ヴァルター・フォン・デア・フォーゲルヴァイデ
ヴァルター・フォン・デア・フォーゲルヴァイデ(Walther von der Vogelweide, 1170年頃 - 1230年頃)は、中高ドイツ語叙情詩の詩人。
ヴァルターの本名は記録を探しても見つからない。

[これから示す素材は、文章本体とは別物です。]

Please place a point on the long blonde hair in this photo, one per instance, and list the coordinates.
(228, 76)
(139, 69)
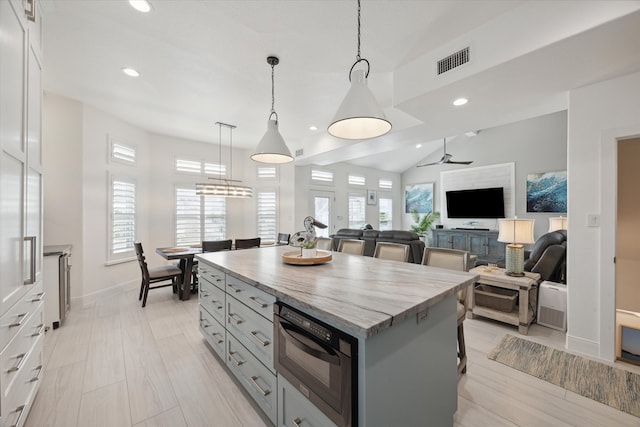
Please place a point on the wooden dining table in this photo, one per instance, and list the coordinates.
(185, 256)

ただ一つの例外は、旅先でのパッサウ司教ヴォルフガーの勘定書に「Walthero cantori de Vogelweide pro pellicio v solidos longos(フォーゲルヴァイデの歌手ヴァルターへ 毛皮のコート代 5シリング)」と書かれていたことである。彼に関しての主な情報源というと、彼自身の書いた詩と、随所に見られる同時代のミンネゼンガーたちからの影響である。her(Herr, Sir)という肩書きから、彼が高貴な生まれだったことはわかるが、城や村の地名ではなく、「フォーゲルヴァイデ」(鳥の放牧を意味する。ラテン語でaviarium。鳥を捕まえておくところ)という名前を名乗ったことから、上流貴族ではなかったと思われる。とはいえ、非=貴族である自由耕作者とは比べものにならない富と地位を持つ、勤務貴族、あるいは大領主のつつましやかな随員であったのかも知れない。